Obwohl seit dem Amtsantritt der schwarz-roten Koalition bereits einige Monate verstrichen sind, gibt es bislang keine Einigung zwischen den federführenden Ministerien für Wirtschaft und Bau, was an die Stelle des sogenannten Heizungsgesetzes treten soll. Immerhin haben sich die Koalitionsspitzen jüngst auf einen Fahrplan und einen neuen Namen dafür geeinigt: Gebäudemodernisierungsgesetz. Doch wird derweil immer klarer: Im Kern wird es weiterhin darum gehen, die Wärmepumpe als Standardlösung für das Heizen außerhalb der Fernwärmenetze zu etablieren.
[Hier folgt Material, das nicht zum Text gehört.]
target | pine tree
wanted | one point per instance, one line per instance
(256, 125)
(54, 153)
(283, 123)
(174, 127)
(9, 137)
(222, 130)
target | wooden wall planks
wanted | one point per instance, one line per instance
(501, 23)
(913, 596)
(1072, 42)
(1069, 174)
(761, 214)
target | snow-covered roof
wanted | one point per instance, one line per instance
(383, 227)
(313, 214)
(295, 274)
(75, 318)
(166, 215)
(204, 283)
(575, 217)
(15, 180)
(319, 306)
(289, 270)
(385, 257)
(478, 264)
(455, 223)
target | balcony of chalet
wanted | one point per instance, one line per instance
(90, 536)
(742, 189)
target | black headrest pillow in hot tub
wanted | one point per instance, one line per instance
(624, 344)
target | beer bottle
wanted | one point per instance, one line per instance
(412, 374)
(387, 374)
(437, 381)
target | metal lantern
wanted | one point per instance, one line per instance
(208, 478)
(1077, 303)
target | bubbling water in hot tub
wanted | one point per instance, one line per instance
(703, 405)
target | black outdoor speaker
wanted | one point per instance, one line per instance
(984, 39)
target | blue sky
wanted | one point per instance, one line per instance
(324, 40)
Das ist nicht nur die Meinung von Energie-Fachleuten und Heizungsfirmen, auch bei vielen Bürgerinnen und Bürgern hat sich diese Erkenntnis durchgesetzt. Das zeigt eine repräsentative Umfrage im Auftrag des Beratungsportals CO2online. Danach würde sich zurzeit jeder dritte Deutsche für eine Wärmepumpe entscheiden. Damit liegt diese Lösung klar vor allen anderen Heizmethoden. Insgesamt erreichen Heizsysteme auf Basis erneuerbarer Energien, also auch Pelletheizungen und solarthermisch gestützte Systeme, in der Umfrage eine Zustimmung von 58 Prozent.
Anteil der Wärmepumpen am Heizungsabsatz steigt
Die Zustimmung zur Wärmepumpe ist seit 2023, als der politische Streit innerhalb der Ampelregierung eskalierte und sich die damalige Unionsopposition darauf einschoss, laut den Angaben um 14 Prozentpunkte gestiegen. Über Parteigrenzen hinweg sehen viele Menschen die Wärmepumpe inzwischen als kostengünstige Option. Das zeige, „dass am Ende die Wirtschaftlichkeit den Ausschlag gibt und nicht die politischen Positionen“, urteilt CO2online. Zuletzt ist auch der Anteil der Wärmepumpen am Heizungsabsatz wieder deutlich gestiegen.
Auf der Website von co2online können Interessierte prüfen, wie teuer der Heizungstausch wird, welche Fördermittel beantragt werden können und ob sich die Investition lohnt.
Heizungsgesetz: Nur neuer Name statt klarer Rahmenbedingungen
Laut dem Fahrplan, den der Koalitionsausschuss in der vorigen Woche aufgelegt hat, soll das neue Gesetz in einer Arbeitsgruppe entwickelt werden, die von den Fraktionschefs Jens Spahn (CDU) und Matthias Miersch (SPD) geleitet wird. Weitere Teilnehmer sind die Wirtschafts- und die Bauministerin sowie weitere Fachleute aus den Fraktionen. Sie sollen bis Ende Januar eine Lösung für die Streitpunkte finden. Darunter auch, ob es beim Neueinbau von Heizungen in Bestandsgebäuden die Pflicht geben soll, nachhaltige Technik zu wählen oder nicht. Ebenfalls strittig: Wie hoch soll die Förderung beim Heizungstausch künftig ausfallen – und soll sie sozial stärker gestaffelt werden?